The history of Louisville’s Mary Millicent Miller

In 2017, the Louisville waterfront welcomed the Mary M. Miller. | Photo by Belle of Louisville Riverboats

The Belle of Louisville Riverboats’ Mary M. Miller glides up and down the Ohio River year-round — thanks to its climate controlled decks. 

Maybe you’ve caught a glimpse of the propeller-driven riverboat while driving across the Second Street Bridge or climbed aboard for a sightseeing or dinner cruisebut have you ever wondered about the woman those decks immortalize? 

The Mary M. Miller is the only boat that provides cruises year-round. | Photo by The Belle of Louisville Riverboats

This month, 138 years ago, Mary Millicent Miller became the first woman to receive a master steamboat license after US Secretary of the Treasury, Charles J. Folger, made the decision to accept her application. 

Born in 1846 to a steamboat engineer at 2120 W. Main St. in the Portland neighborhood — then a major river port — Mary was immersed in life on the Ohio River, but it was a long shot to think one day she’d captain a boat herself.

In 1865, Mary wed steamboat builder and pilot, Captain George Miller, and her journey to pioneering the steamboat industry began. 

The pair traveled from Louisville to New Orleans spring through winter on their 178-ton sternwheeler, the Saline, transporting people and goods.
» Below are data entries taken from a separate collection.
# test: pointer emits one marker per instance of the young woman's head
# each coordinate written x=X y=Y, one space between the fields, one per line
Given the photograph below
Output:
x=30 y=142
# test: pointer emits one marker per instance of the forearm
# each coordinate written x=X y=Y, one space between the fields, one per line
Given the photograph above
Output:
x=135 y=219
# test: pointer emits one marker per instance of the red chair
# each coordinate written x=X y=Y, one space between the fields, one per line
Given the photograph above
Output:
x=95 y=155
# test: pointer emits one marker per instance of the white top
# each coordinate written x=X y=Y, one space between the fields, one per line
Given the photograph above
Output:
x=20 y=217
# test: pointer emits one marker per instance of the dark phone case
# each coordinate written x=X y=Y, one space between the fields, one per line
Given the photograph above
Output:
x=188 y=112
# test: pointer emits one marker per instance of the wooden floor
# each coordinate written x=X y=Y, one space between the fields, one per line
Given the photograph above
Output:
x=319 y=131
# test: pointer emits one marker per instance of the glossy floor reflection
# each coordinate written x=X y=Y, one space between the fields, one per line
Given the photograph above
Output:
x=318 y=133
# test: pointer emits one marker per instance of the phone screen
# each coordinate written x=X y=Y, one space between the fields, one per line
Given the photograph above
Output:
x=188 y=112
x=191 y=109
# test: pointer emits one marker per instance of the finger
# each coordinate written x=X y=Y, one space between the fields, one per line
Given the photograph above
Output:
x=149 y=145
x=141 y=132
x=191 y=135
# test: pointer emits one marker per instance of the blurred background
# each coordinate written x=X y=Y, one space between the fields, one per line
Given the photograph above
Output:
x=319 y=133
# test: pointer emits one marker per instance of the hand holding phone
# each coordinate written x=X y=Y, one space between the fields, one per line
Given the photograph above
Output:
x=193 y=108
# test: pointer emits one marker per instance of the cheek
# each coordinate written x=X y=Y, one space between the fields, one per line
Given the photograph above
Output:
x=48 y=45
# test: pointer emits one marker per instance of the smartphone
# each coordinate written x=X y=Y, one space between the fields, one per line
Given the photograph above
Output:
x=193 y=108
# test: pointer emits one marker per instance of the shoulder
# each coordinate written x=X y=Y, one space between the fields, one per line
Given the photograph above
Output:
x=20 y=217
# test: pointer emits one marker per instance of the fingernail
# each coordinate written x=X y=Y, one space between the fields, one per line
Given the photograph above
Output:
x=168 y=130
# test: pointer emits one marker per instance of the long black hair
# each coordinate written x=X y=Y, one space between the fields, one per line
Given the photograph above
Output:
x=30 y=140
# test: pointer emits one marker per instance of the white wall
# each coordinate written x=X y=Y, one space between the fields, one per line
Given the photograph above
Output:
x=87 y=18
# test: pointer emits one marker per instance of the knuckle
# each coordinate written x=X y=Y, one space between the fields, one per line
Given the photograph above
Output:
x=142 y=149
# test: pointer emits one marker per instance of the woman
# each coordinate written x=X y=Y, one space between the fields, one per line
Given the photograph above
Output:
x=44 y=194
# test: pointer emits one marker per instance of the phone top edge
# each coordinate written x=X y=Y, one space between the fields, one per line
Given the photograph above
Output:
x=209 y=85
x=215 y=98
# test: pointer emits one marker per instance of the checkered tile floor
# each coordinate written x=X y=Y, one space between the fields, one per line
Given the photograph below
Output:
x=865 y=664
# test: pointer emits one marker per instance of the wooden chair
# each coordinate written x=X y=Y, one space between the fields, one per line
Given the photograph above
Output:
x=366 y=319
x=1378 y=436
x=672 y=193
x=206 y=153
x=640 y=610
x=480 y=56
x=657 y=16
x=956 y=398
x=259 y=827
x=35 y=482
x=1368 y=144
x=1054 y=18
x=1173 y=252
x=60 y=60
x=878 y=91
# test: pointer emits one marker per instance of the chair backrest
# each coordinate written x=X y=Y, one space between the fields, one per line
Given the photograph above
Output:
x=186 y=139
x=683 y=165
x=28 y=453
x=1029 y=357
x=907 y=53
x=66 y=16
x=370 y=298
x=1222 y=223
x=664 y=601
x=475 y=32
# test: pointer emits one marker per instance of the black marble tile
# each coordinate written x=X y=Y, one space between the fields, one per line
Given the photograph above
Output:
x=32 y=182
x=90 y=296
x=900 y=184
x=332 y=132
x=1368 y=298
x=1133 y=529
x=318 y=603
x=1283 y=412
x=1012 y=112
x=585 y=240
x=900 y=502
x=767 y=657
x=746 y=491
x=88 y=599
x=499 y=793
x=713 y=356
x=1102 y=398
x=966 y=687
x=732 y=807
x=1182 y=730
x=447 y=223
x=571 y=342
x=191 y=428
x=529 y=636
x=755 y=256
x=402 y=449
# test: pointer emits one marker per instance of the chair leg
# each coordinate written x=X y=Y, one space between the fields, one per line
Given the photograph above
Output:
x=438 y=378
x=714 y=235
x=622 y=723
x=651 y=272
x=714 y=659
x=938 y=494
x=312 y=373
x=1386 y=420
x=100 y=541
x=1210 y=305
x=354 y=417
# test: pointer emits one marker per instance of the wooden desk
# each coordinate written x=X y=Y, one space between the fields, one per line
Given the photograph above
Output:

But after George failed to renew his steamboat license due to color blindness, Mary assumed the role of captain, which entailed bookkeeping + buying, selling, and trading cargo. 

In 1883 a competing steamboat business caught wind of an unlicensed Mary and informed the Steamboat Inspection Service that her husband George was acting as both the pilot and the master of the Saline, a criminal offense.

And technically he was performing both duties, considering Mary didn’t have the official credentials, so George encouraged Mary to apply — but it would take a year and the federal government to grant her a license. 

After the New Orleans Inspector of Hulls couldn’t make a decision for eight months, her application was sent to Washington D.C. where Secretary Charles J. Folger reached the decision that it was not improper for a woman to hold such a position provided she could perform the duties. 

On February 18, 1884, a New Orleans newspaper officially announced that Mary was a “lady steamboatman.” She and George’s boating business grew + they later acquired a second boat, the Swan. 

However, near the end of the 19th century, railroads bulldozed the steamboat industry — then the primary mode of interstate commerce. The Millers sold both of their boats, but Mary kept her license just in case she needed to climb aboard one last time. 

Mary died in October of 1894 in her home on Bank Street. She is buried in the Portland Cemetery at N. 36th St. and Pflanz Ave

The Portland Museum also has a permanent exhibit honoring Mary + her pioneering contributions to women and the steamboat industry.